I was answering a question and made this test program.
#include
int main()
{
volatile const int v = 5;
int * a = &v;
*a =4;
This line:
int * a = &v;
is a constraint violation. The compiler must produce a diagnostic message, and may reject the program. If the compiler produces an executable anyway, then that executable has completely undefined behaviour (i.e. the C Standard no longer covers the program at all).

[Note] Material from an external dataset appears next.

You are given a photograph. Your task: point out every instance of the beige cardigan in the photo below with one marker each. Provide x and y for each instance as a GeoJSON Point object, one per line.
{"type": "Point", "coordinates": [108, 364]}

The constraints violated are that volatile
nor const
may not be implicitly converted away.
To comply with the C standard, the pointer must have its pointed-to type having the same or stronger qualifiers as the object being pointed to, e.g.:
int const volatile *a = &v;
after which you will find that the line *a = 4;
causes a compilation error.
A possible attempt might be:
int *a = (int *)&v;
This line must compile, but then it causes undefined behaviour to read or write via *a
. The undefined behaviour is specified by C11 6.7.3/6 (C99 and C89 had similar text):
If an attempt is made to modify an object defined with a const-qualified type through use of an lvalue with non-const-qualified type, the behavior is undefined. If an attempt is made to refer to an object defined with a volatile-qualified type through use of an lvalue with non-volatile-qualified type, the behavior is undefined.
It is unsafe because the same behavior cannot be guaranteed for use in other compilers. So your code is compiler-dependent and may even be compiler switch dependent. That's why it's a bad idea.